Institutional Objectives. The primary objective of the Seminary is to offer rigorous training to students in those academic and practical disciplines that are requisite for active service to the traditionalist Orthodox Church, mainly as clergy, but also as cantors, teachers, and iconographers. Students will also be educated in Scripture, theology, languages, philosophy, history, and pastoral psychology, which are necessary elements in forming a modern Christian apologetic that, though employing the language of our day, attests to the immutable truths passed down to us from the early Church, including the Church Calendar (sometimes called the “Old” or “Julian” Calendar) that we follow, in which we have our roots.
The specific objectives of the Seminary are to ensure that its students graduate with a thorough knowledge and accurate comprehension of the primacy of Scripture and its expression in, and concord with, the teachings of the Church Fathers, Holy Tradition, and the sacred doctrines of the Eastern Orthodox Church.
In a quiet, rural environment conducive to spiritual growth and serious theological study, the Seminary nurtures the vocations of its students, affording them the unique opportunity of learning and studying Orthodox theology in the framework of their daily experience of the Eastern Orthodox spiritual, ascetical, liturgical, and mystical tradition. Active participation in that tradition will enable students to experience firsthand the spiritual depth of the Orthodox Church and its divine worship and aims.
Being keenly aware of the serious commitment, in terms of relocation and the time demanded of those who desire to serve the Church, the Seminary seeks to facilitate the admission of qualified candidates to its degree programs. To this end, it strives to provide those whom it admits with a high quality, yet suitably affordable, seminary education, such that no truly capable candidate will be turned away for lack of financial means or undue strain on the candidate’s spouse and family, if the candidate is already married before entering the Seminary.
The Seminary also hopes, as funds permit, to sponsor short periods of sabbatical or independent study for Orthodox scholars of note, who will be provided room and board and the use of the Metropolitan Chrysostomos Theological Library, as well as the opportunity to interact with students and, when possible, offer lectures and instruction.

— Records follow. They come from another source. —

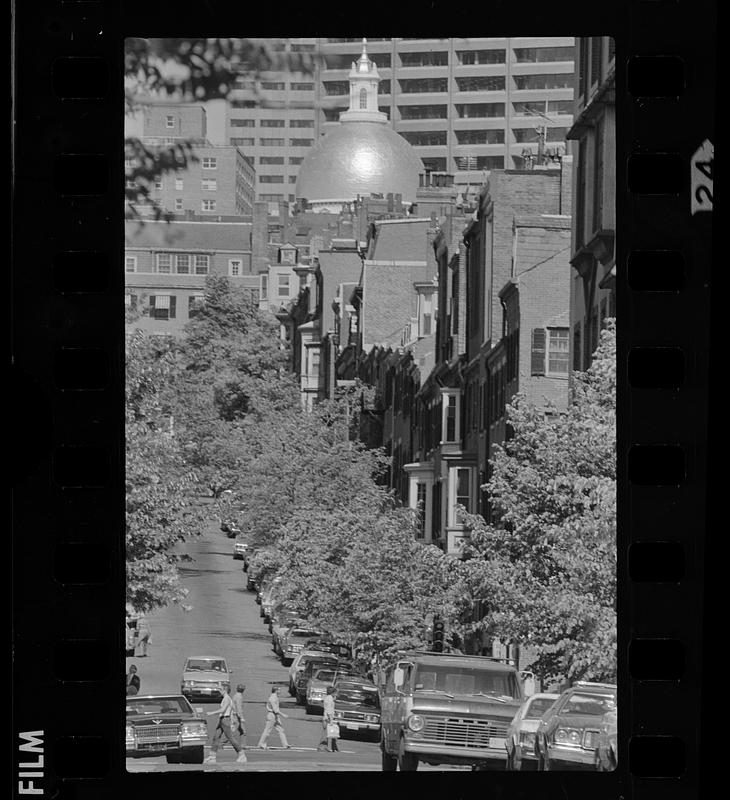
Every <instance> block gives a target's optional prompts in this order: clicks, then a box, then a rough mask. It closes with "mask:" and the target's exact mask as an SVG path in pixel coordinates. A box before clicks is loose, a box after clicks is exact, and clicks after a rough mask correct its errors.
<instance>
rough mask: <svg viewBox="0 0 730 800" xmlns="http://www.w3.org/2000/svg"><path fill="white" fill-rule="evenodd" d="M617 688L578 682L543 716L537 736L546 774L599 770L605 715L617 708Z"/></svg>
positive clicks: (568, 689)
mask: <svg viewBox="0 0 730 800" xmlns="http://www.w3.org/2000/svg"><path fill="white" fill-rule="evenodd" d="M616 691H617V689H616V685H615V684H613V683H589V682H587V681H576V682H575V683H574V684H573V685H572V686H571V687H570V689H566V690H565V691H564V692H563V693H562V694H561V695H560V697H559V698H558V699H557V700H556V701H555V703H554V704H553V705H552V706H551V707H550V709H549V710H548V711H546V712H545V714H543V716H542V719H541V720H540V724H539V725H538V727H537V731H536V732H535V755H536V756H537V760H538V766H537V768H538V769H539V770H540V771H541V772H542V771H550V770H555V769H558V770H561V769H585V770H594V769H595V768H596V747H597V746H598V741H599V738H600V733H601V728H602V724H603V719H604V715H605V714H606V712H607V711H613V710H614V709H615V708H616Z"/></svg>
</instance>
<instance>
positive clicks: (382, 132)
mask: <svg viewBox="0 0 730 800" xmlns="http://www.w3.org/2000/svg"><path fill="white" fill-rule="evenodd" d="M349 79H350V108H349V109H348V110H347V111H343V112H342V113H341V114H340V124H339V126H338V127H336V128H334V129H333V130H331V131H330V132H329V133H327V134H326V135H325V136H323V137H322V138H321V139H320V140H319V142H318V143H317V144H316V145H315V146H314V147H313V148H312V149H311V150H310V151H309V154H308V155H307V157H306V158H305V159H304V161H303V162H302V165H301V167H300V168H299V176H298V178H297V185H296V197H297V199H306V200H307V201H308V202H309V203H310V204H311V205H312V206H313V207H316V206H325V205H327V202H330V203H333V204H336V203H338V202H350V201H352V200H354V199H355V198H356V197H357V195H361V196H367V195H369V194H370V193H371V192H379V193H382V194H387V193H389V192H392V193H393V194H397V193H400V194H401V195H402V199H403V202H408V203H413V202H415V200H416V188H417V187H418V175H419V173H422V172H423V169H424V168H423V162H422V161H421V159H420V158H419V157H418V156H417V155H416V153H415V151H414V150H413V148H412V147H411V145H410V144H408V142H407V141H406V140H405V139H404V138H403V137H402V136H399V135H398V134H397V133H396V132H395V131H394V130H393V129H392V128H391V127H390V126H389V125H388V124H387V123H388V118H387V116H386V115H385V114H383V113H382V112H380V111H378V83H379V82H380V76H379V75H378V69H377V66H376V65H375V64H374V63H373V62H372V61H371V60H370V58H369V57H368V54H367V51H366V43H365V40H363V50H362V55H361V56H360V58H359V59H358V61H357V62H354V63H353V65H352V70H351V71H350V75H349Z"/></svg>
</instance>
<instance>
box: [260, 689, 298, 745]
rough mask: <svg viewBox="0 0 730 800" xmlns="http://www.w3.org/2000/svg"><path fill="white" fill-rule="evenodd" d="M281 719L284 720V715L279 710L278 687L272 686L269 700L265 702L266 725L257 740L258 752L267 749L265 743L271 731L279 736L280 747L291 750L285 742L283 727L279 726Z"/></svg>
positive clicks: (288, 744) (278, 693)
mask: <svg viewBox="0 0 730 800" xmlns="http://www.w3.org/2000/svg"><path fill="white" fill-rule="evenodd" d="M282 717H284V718H285V719H286V714H284V713H283V712H282V711H281V709H280V708H279V687H278V686H274V687H273V688H272V690H271V694H270V695H269V699H268V700H267V701H266V725H265V726H264V730H263V732H262V733H261V738H260V739H259V749H260V750H267V749H268V748H267V746H266V742H267V740H268V738H269V736H270V735H271V731H273V730H276V732H277V733H278V734H279V739H281V746H282V747H285V748H286V749H287V750H290V749H291V745H290V744H289V742H287V740H286V733H285V732H284V726H283V725H282V724H281V718H282Z"/></svg>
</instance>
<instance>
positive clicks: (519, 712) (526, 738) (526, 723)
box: [505, 692, 560, 770]
mask: <svg viewBox="0 0 730 800" xmlns="http://www.w3.org/2000/svg"><path fill="white" fill-rule="evenodd" d="M558 697H560V695H559V694H550V693H547V692H543V693H539V694H533V695H532V696H531V697H528V698H527V700H525V702H524V703H523V704H522V705H521V706H520V708H519V710H518V712H517V713H516V714H515V717H514V719H513V720H512V722H511V723H510V726H509V728H507V737H506V739H505V747H506V748H507V769H515V770H520V769H525V768H526V767H527V766H528V764H529V765H530V766H531V767H532V768H533V769H536V768H537V757H536V756H535V731H537V726H538V725H539V724H540V718H541V717H542V715H543V714H544V713H545V712H546V711H547V710H548V709H549V708H550V707H551V706H552V704H553V703H554V702H555V701H556V700H557V699H558Z"/></svg>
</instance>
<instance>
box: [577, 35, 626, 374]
mask: <svg viewBox="0 0 730 800" xmlns="http://www.w3.org/2000/svg"><path fill="white" fill-rule="evenodd" d="M578 53H579V57H578V58H577V59H576V85H577V90H576V101H575V122H574V124H573V126H572V127H571V129H570V131H569V132H568V137H569V138H570V139H571V140H573V142H574V147H575V149H576V150H577V152H575V150H574V158H575V162H576V169H575V174H574V188H573V195H574V225H573V241H572V257H571V261H570V263H571V264H572V266H573V270H572V275H571V300H570V328H571V337H570V356H571V365H572V368H573V369H575V370H585V369H588V367H589V366H590V364H591V361H592V359H593V353H594V352H595V349H596V347H597V346H598V340H599V336H600V330H601V327H602V326H603V321H604V320H605V319H606V317H615V316H616V288H615V283H616V250H615V228H616V201H615V195H616V166H615V163H616V159H615V152H616V117H615V92H616V88H615V64H616V58H615V50H614V42H613V39H611V38H610V37H606V36H603V37H601V36H592V37H589V38H581V39H580V40H579V42H578Z"/></svg>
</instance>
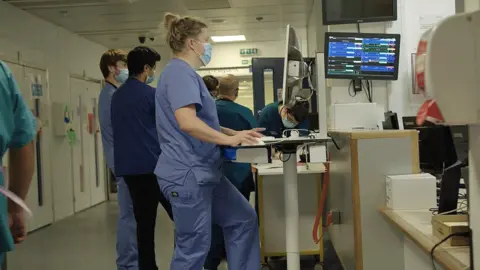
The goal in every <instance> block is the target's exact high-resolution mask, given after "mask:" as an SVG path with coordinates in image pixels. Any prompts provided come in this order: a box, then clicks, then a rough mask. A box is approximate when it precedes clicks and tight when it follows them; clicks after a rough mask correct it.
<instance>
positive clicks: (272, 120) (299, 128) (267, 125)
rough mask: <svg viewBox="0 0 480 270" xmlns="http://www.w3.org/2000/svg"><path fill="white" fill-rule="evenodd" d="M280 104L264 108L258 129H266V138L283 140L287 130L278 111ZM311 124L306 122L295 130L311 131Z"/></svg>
mask: <svg viewBox="0 0 480 270" xmlns="http://www.w3.org/2000/svg"><path fill="white" fill-rule="evenodd" d="M279 106H280V104H279V103H278V102H274V103H271V104H269V105H267V106H265V108H263V110H262V112H261V113H260V118H259V120H258V127H260V128H265V131H264V132H263V134H264V135H265V136H272V137H275V138H281V137H282V135H283V131H284V130H285V129H286V128H285V127H284V126H283V123H282V117H281V116H280V112H279V111H278V107H279ZM309 126H310V124H309V122H308V120H305V121H303V122H301V123H300V124H298V125H297V126H296V127H295V128H294V129H307V130H308V129H309Z"/></svg>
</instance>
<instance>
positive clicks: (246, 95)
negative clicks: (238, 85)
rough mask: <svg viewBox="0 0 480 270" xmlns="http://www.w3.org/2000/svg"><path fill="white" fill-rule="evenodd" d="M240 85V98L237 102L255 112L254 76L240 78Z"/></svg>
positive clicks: (241, 77)
mask: <svg viewBox="0 0 480 270" xmlns="http://www.w3.org/2000/svg"><path fill="white" fill-rule="evenodd" d="M238 79H239V80H240V85H239V87H238V98H237V100H235V102H237V103H238V104H241V105H243V106H245V107H247V108H249V109H250V110H252V112H253V83H252V76H242V77H238Z"/></svg>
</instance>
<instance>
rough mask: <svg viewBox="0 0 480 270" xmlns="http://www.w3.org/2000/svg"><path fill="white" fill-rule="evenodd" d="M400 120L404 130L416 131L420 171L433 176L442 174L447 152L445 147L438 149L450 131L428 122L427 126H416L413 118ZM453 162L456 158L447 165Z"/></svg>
mask: <svg viewBox="0 0 480 270" xmlns="http://www.w3.org/2000/svg"><path fill="white" fill-rule="evenodd" d="M402 120H403V127H404V129H415V130H417V131H418V147H419V149H418V150H419V155H420V168H421V169H422V171H424V172H427V173H431V174H433V175H440V174H442V172H443V169H444V168H445V162H446V159H447V151H446V148H445V147H439V145H442V146H443V145H445V140H446V137H448V136H450V137H451V133H450V130H449V129H448V130H447V127H445V126H436V125H434V124H432V123H428V122H426V123H427V125H424V126H418V125H417V124H416V121H415V117H413V119H412V117H404V118H403V119H402ZM455 161H457V160H456V157H455V160H453V161H448V162H447V163H448V164H449V165H451V164H453V163H454V162H455ZM447 166H448V165H447Z"/></svg>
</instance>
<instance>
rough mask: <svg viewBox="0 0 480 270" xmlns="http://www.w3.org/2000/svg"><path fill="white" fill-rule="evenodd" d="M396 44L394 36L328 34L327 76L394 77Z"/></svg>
mask: <svg viewBox="0 0 480 270" xmlns="http://www.w3.org/2000/svg"><path fill="white" fill-rule="evenodd" d="M398 46H399V40H397V39H396V38H393V37H388V38H384V37H358V36H352V37H348V36H341V37H340V36H337V37H336V36H328V51H327V52H326V53H327V61H328V63H327V76H328V75H340V76H354V77H355V76H358V77H362V76H365V77H379V79H381V77H392V76H395V74H396V70H395V67H396V61H398V59H396V57H397V56H396V55H397V50H398Z"/></svg>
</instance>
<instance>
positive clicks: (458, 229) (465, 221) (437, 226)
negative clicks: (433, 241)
mask: <svg viewBox="0 0 480 270" xmlns="http://www.w3.org/2000/svg"><path fill="white" fill-rule="evenodd" d="M432 230H433V236H435V237H437V238H438V239H439V241H440V240H443V239H444V238H445V237H447V236H449V235H450V234H452V233H459V232H468V231H469V229H468V216H467V215H435V216H433V217H432ZM445 243H447V244H449V245H450V246H468V245H469V238H468V237H462V236H454V237H451V238H450V239H448V240H447V241H446V242H445Z"/></svg>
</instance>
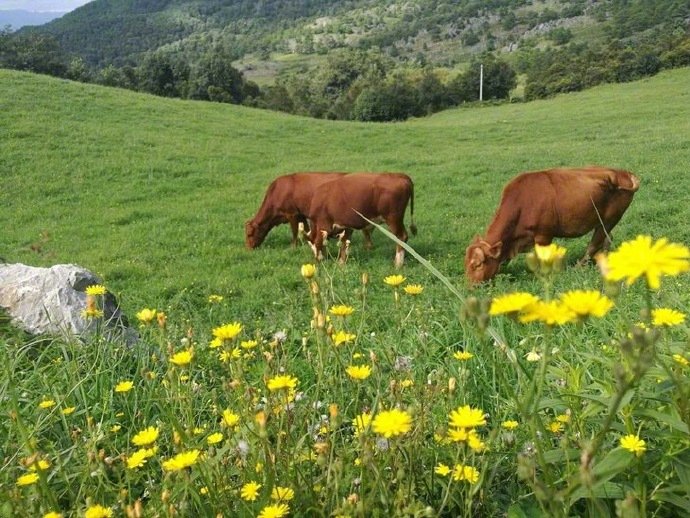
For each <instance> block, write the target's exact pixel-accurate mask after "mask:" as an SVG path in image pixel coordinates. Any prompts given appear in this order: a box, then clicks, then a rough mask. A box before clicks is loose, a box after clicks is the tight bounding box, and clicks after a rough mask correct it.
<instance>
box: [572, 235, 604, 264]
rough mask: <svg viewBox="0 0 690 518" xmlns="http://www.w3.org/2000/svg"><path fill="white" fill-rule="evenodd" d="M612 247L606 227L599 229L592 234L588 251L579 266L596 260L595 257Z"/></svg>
mask: <svg viewBox="0 0 690 518" xmlns="http://www.w3.org/2000/svg"><path fill="white" fill-rule="evenodd" d="M609 246H611V239H610V238H609V234H608V231H607V230H606V229H604V227H601V226H599V227H597V228H596V229H595V230H594V233H593V234H592V239H591V240H590V241H589V245H587V251H586V252H585V255H584V257H583V258H582V259H580V260H579V261H578V262H577V264H578V266H582V265H584V264H587V263H588V262H590V261H592V260H594V256H595V255H596V254H597V253H598V252H600V251H601V250H608V249H609Z"/></svg>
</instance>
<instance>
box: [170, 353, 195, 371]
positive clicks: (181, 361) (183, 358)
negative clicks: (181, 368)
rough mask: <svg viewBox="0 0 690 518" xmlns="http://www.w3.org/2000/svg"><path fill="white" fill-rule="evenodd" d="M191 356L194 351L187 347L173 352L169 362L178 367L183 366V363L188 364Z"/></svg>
mask: <svg viewBox="0 0 690 518" xmlns="http://www.w3.org/2000/svg"><path fill="white" fill-rule="evenodd" d="M193 357H194V353H193V351H192V349H187V350H185V351H180V352H179V353H175V354H173V356H172V358H170V363H173V364H175V365H177V366H178V367H184V366H185V365H189V363H190V362H191V361H192V358H193Z"/></svg>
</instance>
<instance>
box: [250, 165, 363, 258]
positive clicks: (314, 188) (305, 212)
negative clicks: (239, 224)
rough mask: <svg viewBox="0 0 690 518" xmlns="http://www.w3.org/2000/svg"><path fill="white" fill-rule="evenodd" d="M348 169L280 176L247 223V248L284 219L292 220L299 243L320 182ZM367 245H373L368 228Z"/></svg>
mask: <svg viewBox="0 0 690 518" xmlns="http://www.w3.org/2000/svg"><path fill="white" fill-rule="evenodd" d="M345 174H347V173H317V172H311V173H292V174H287V175H284V176H279V177H278V178H276V179H275V180H273V181H272V182H271V185H269V186H268V189H267V190H266V195H265V196H264V201H263V203H262V204H261V207H260V208H259V211H258V212H257V213H256V216H254V218H253V219H250V220H249V221H247V222H246V223H245V224H244V232H245V244H246V246H247V248H256V247H258V246H259V245H261V243H263V242H264V239H266V235H267V234H268V232H269V231H270V230H271V229H272V228H273V227H275V226H277V225H280V224H282V223H289V224H290V228H291V230H292V246H295V245H296V244H297V235H298V232H299V224H300V223H302V224H303V225H304V224H305V223H306V222H307V218H306V213H307V210H308V209H309V204H310V203H311V196H312V193H313V191H314V189H316V188H317V187H318V186H319V185H321V184H323V183H326V182H330V181H333V180H335V179H336V178H339V177H341V176H343V175H345ZM364 246H365V247H366V248H371V246H372V245H371V230H370V229H365V231H364Z"/></svg>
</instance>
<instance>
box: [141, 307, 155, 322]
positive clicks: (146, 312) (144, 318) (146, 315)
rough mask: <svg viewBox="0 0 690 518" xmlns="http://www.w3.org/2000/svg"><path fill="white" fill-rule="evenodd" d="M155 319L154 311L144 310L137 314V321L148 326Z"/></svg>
mask: <svg viewBox="0 0 690 518" xmlns="http://www.w3.org/2000/svg"><path fill="white" fill-rule="evenodd" d="M154 318H156V310H155V309H148V308H144V309H142V310H141V311H139V312H138V313H137V319H138V320H139V322H141V323H142V324H150V323H151V322H153V319H154Z"/></svg>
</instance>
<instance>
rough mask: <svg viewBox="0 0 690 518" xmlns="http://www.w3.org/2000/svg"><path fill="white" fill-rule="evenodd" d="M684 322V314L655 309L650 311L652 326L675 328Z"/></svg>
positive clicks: (673, 311) (682, 313) (658, 308)
mask: <svg viewBox="0 0 690 518" xmlns="http://www.w3.org/2000/svg"><path fill="white" fill-rule="evenodd" d="M683 322H685V314H684V313H681V312H680V311H676V310H675V309H670V308H657V309H653V310H652V324H653V325H655V326H657V327H660V326H669V327H670V326H677V325H680V324H682V323H683Z"/></svg>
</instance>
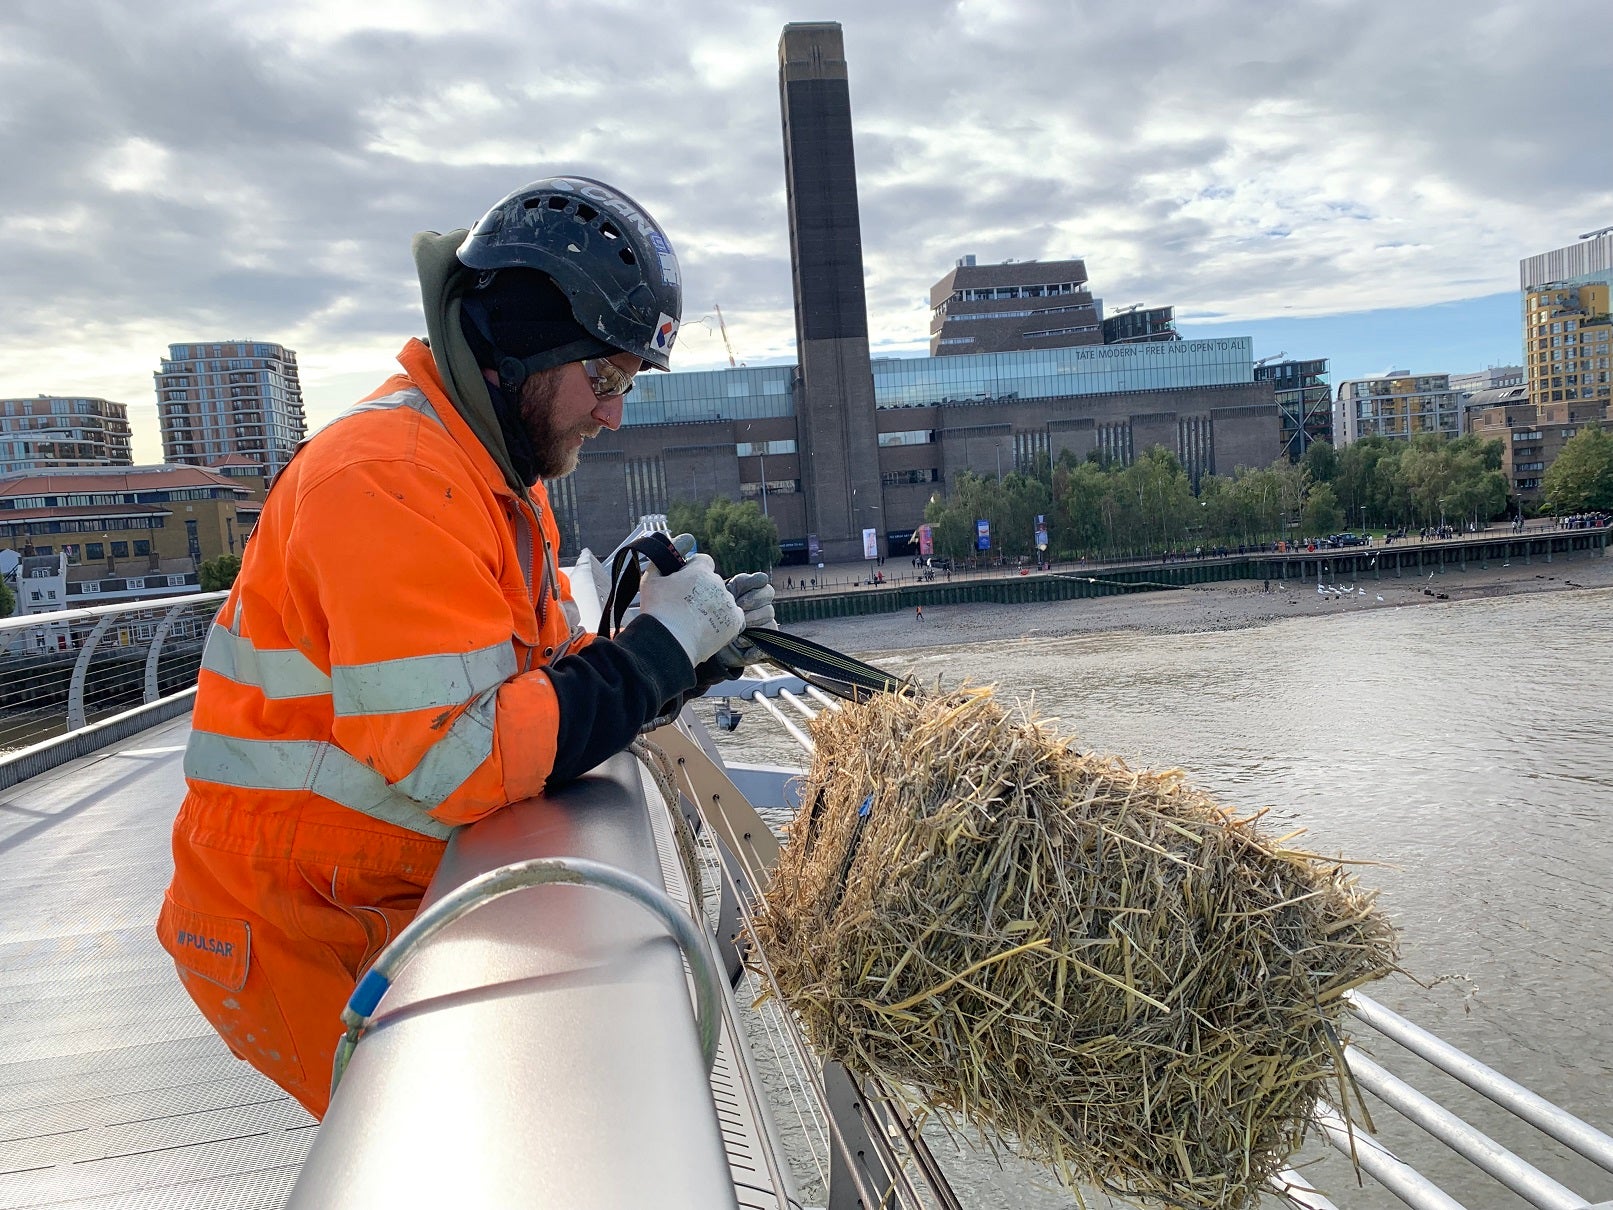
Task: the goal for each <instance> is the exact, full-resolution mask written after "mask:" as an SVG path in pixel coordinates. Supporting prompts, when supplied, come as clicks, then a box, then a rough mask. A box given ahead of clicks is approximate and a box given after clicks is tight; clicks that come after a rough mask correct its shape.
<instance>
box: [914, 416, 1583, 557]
mask: <svg viewBox="0 0 1613 1210" xmlns="http://www.w3.org/2000/svg"><path fill="white" fill-rule="evenodd" d="M1576 440H1578V439H1576ZM1607 440H1608V444H1610V445H1613V437H1607ZM1610 463H1613V455H1610ZM1500 466H1502V444H1500V442H1498V440H1487V442H1486V440H1479V439H1478V437H1471V436H1468V437H1458V439H1455V440H1447V439H1444V437H1436V436H1426V437H1413V439H1411V440H1410V442H1390V440H1387V439H1384V437H1368V439H1365V440H1360V442H1355V444H1353V445H1347V447H1345V449H1344V450H1334V449H1332V447H1331V445H1326V444H1316V445H1311V447H1310V450H1307V452H1305V460H1303V461H1302V463H1300V465H1297V466H1295V465H1292V463H1289V461H1286V460H1281V458H1279V460H1277V461H1274V463H1271V465H1269V466H1265V468H1245V466H1239V468H1237V469H1234V471H1232V474H1207V476H1205V478H1203V479H1202V481H1200V484H1198V492H1197V494H1194V490H1192V482H1190V481H1189V478H1187V473H1186V471H1184V469H1182V465H1181V463H1179V461H1177V460H1176V455H1173V453H1171V452H1169V450H1166V449H1163V447H1153V449H1150V450H1145V452H1144V453H1142V455H1140V457H1139V458H1137V460H1136V461H1134V463H1132V465H1131V466H1118V465H1111V463H1105V461H1102V460H1100V458H1097V457H1092V458H1089V460H1087V461H1076V460H1074V458H1073V457H1071V455H1068V453H1066V455H1063V457H1061V458H1060V461H1058V463H1057V465H1048V461H1047V458H1042V460H1040V461H1039V465H1036V466H1034V468H1032V469H1031V471H1029V473H1013V474H1005V476H1002V479H1000V481H998V479H997V478H994V476H981V474H974V473H969V471H965V473H963V474H960V476H958V478H957V481H955V484H953V490H952V494H950V495H948V497H945V499H940V497H939V495H937V497H932V499H931V502H929V505H927V507H926V510H924V519H926V521H927V523H929V524H931V526H932V534H934V542H936V553H937V555H944V557H950V558H971V557H974V555H976V553H977V552H976V550H974V532H976V521H977V519H986V521H987V523H989V524H990V534H992V549H990V552H989V555H987V557H989V558H992V560H995V558H1021V557H1034V553H1036V552H1034V547H1032V542H1034V529H1036V516H1037V515H1044V516H1047V528H1048V542H1050V549H1048V555H1050V557H1052V558H1058V560H1069V558H1081V557H1124V555H1144V553H1158V552H1163V550H1194V549H1198V547H1227V549H1236V547H1240V545H1242V547H1250V545H1265V544H1269V542H1276V540H1279V539H1300V537H1321V536H1326V534H1332V532H1337V531H1340V529H1350V528H1355V529H1363V531H1365V529H1379V531H1386V529H1397V528H1402V526H1405V528H1411V529H1415V528H1419V526H1436V524H1452V526H1458V528H1466V524H1468V523H1469V521H1471V523H1474V524H1484V523H1487V521H1490V519H1494V518H1498V516H1503V515H1505V511H1507V476H1505V474H1503V473H1502V469H1500ZM1608 486H1610V489H1613V471H1610V473H1608ZM1586 507H1600V505H1586Z"/></svg>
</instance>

In the twenty-first century, Orthodox theological education is facing many special challenges. It must deal with the increasing deviations in the society around us from the religious and moral values of traditional Christian life. At the same time, it is confronted with deviations in the Orthodox world itself from the unified witness of Holy Tradition, the Patristic consensus, and the indispensable Biblical foundations of our doctrines, moral behavior, and Church polity. The Seminary clearly sees its role as an essential one in the defense of our Faith against innovation and the preservation of all that which we have inherited from Christ. Hence, the motto of the Seminary, from the words of the Holy Apostle Paul in his Second Epistle to the Greek Christians of Thessalonica: “Stand fast, and hold the traditions which ye have been taught” (II Thessalonians 2:15).